Het gebruik van economische werkloosheid neemt een historische duik
In het eerste kwartaal van 2018 werd 0,40% van alle werkbare uren wegens economische werkloosheid niet gepresteerd. Volgens de cijfers van Acerta van het eerste kwartaal van 2018 zit een arbeider gemiddeld 1,6 dagen per jaar thuis door economische werkloosheid. In 2017 was dat nog 2,4 dagen en dat was op zich al een daling ten opzichte van de jaren ervoor.
Dirk Vanderhoydonck, Director Acerta Consult: “Economische werkloosheid is een oplossing die toelaat om – voornamelijk – arbeiders in dienst te houden als er tijdelijk minder werk is. Vandaag zien we dat onze economie sterk presteert en dat de vraag naar arbeidskrachten groot is. Uit de dalende cijfers voor economische werkloosheid kunnen we besluiten dat de reserves aan arbeidskrachten die binnen de ondernemingen bestonden vrijwel nihil zijn. Ondernemingen die hun productie verder willen opvoeren, zullen dus dringend bijkomende arbeidskrachten moeten aanwerven, moeten investeren in een verhoging van de arbeidsproductiviteit of hun arbeiders moeten vragen om meer extra-uren te presteren.”
De cijfers van Acerta leren ons dus dat zelfs voor arbeiders economische werkloosheid ondertussen iets is waar zij nog nauwelijks mee te maken krijgen. Dat is bij uitstek zo in het Brussels Hoofdstedelijk Gewest. Het nationale percentage voor economische werkloosheid onder arbeiders mag dan nog 0,83% bedragen, in Brussel is dat percentage gekelderd tot 0,06%, dat is goed voor gemiddeld 1 uur economische werkloosheid per arbeider per jaar. Ter vergelijking: in het Vlaams Gewest wordt een arbeider gemiddeld nog 2,2 dagen economische werkloos gesteld per jaar, en voor een Waalse arbeider is dit gemiddeld 2,4 dagen per jaar.

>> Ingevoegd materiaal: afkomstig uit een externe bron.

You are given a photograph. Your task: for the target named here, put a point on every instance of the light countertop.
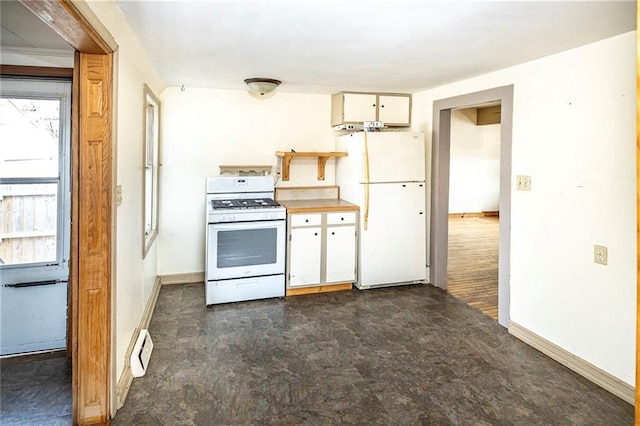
(318, 205)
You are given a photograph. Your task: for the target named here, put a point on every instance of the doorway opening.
(474, 207)
(441, 164)
(35, 231)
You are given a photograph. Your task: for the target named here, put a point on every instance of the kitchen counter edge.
(318, 205)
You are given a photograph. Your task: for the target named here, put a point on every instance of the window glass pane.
(247, 247)
(28, 223)
(29, 130)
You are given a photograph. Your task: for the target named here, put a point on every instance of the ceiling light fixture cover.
(262, 86)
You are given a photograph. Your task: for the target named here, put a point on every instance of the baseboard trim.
(587, 370)
(187, 278)
(126, 378)
(488, 213)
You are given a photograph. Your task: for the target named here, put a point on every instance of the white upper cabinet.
(359, 107)
(393, 109)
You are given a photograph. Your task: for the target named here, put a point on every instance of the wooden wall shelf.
(322, 160)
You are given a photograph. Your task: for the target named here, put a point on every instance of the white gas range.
(245, 253)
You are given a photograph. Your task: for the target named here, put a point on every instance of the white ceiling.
(21, 29)
(323, 46)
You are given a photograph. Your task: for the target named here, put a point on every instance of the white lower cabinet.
(341, 259)
(321, 248)
(305, 256)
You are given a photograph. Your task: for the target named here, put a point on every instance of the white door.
(35, 117)
(393, 245)
(394, 156)
(341, 254)
(305, 251)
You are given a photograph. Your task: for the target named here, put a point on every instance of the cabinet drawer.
(306, 219)
(339, 218)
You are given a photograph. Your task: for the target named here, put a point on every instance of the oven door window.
(247, 247)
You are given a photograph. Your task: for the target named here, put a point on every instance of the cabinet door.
(395, 110)
(341, 254)
(304, 256)
(359, 107)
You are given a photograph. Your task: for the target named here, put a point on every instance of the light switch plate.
(523, 183)
(600, 254)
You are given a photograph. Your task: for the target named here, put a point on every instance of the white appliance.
(384, 173)
(245, 253)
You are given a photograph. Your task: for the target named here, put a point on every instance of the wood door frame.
(92, 212)
(440, 163)
(637, 409)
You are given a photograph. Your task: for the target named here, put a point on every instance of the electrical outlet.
(523, 183)
(600, 254)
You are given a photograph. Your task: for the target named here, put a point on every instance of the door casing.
(440, 164)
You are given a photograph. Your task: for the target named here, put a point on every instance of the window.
(151, 164)
(34, 178)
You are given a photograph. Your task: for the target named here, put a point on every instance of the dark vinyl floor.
(394, 356)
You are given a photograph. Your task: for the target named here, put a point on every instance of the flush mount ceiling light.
(262, 86)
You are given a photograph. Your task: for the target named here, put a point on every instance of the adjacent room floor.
(35, 392)
(403, 355)
(472, 266)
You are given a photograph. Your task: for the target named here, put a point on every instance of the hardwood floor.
(473, 262)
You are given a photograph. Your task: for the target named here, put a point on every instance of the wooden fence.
(28, 222)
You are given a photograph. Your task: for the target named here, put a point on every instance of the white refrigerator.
(384, 173)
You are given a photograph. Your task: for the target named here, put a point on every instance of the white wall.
(36, 57)
(134, 276)
(574, 133)
(474, 175)
(203, 129)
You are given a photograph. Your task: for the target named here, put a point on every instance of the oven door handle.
(247, 284)
(263, 224)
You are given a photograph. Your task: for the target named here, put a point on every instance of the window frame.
(55, 88)
(150, 168)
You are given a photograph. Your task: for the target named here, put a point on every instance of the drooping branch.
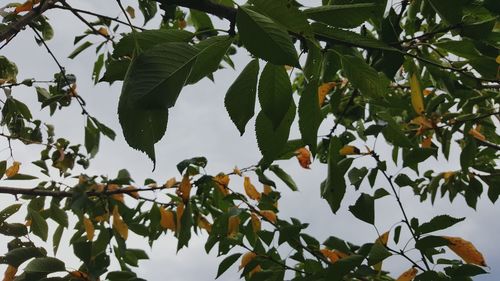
(18, 25)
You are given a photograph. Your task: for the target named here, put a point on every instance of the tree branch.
(13, 28)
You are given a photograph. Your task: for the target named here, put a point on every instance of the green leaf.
(284, 177)
(45, 265)
(438, 223)
(364, 77)
(152, 85)
(17, 256)
(275, 93)
(272, 141)
(148, 9)
(333, 189)
(377, 254)
(9, 211)
(364, 208)
(346, 16)
(211, 52)
(240, 97)
(226, 263)
(184, 234)
(310, 116)
(339, 36)
(147, 39)
(80, 49)
(285, 14)
(448, 10)
(39, 225)
(264, 38)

Nu ook textiel en confectie mee met de dalende trend
Bepaalde sectoren moeten nog meer een beroep doen op economische werkloosheid dan andere. Dirk Vanderhoydonck: “De daling van economische werkloosheid zet zich in alle sectoren door en dat is goed nieuws. Uiteraard zijn niet alle sectoren gezakt tot het nationale gemiddelde van 0,83 % of lager. Enkele belangrijke sectoren kennen nog altijd meer economische werkloosheid dan gemiddeld: de bouwsector 1,90%, de metaalsector 1,07% en de transportsector 0,88%. In de voedingsindustrie zakt de economische werkloosheid onder het gemiddelde, namelijk tot 0,59%. En waar we in het eerste kwartaal van 2017 voor de confectie en textielindustrie tegen de trend in nog een stijging van de economische werkloosheid moesten vaststellen, gaan die sectoren nu mee in de neerwaartse trend, van respectievelijk 5,89% naar 5,06% en van 7,21% naar 6,09% economische werkloosheid in het eerste kwartaal van 2018.”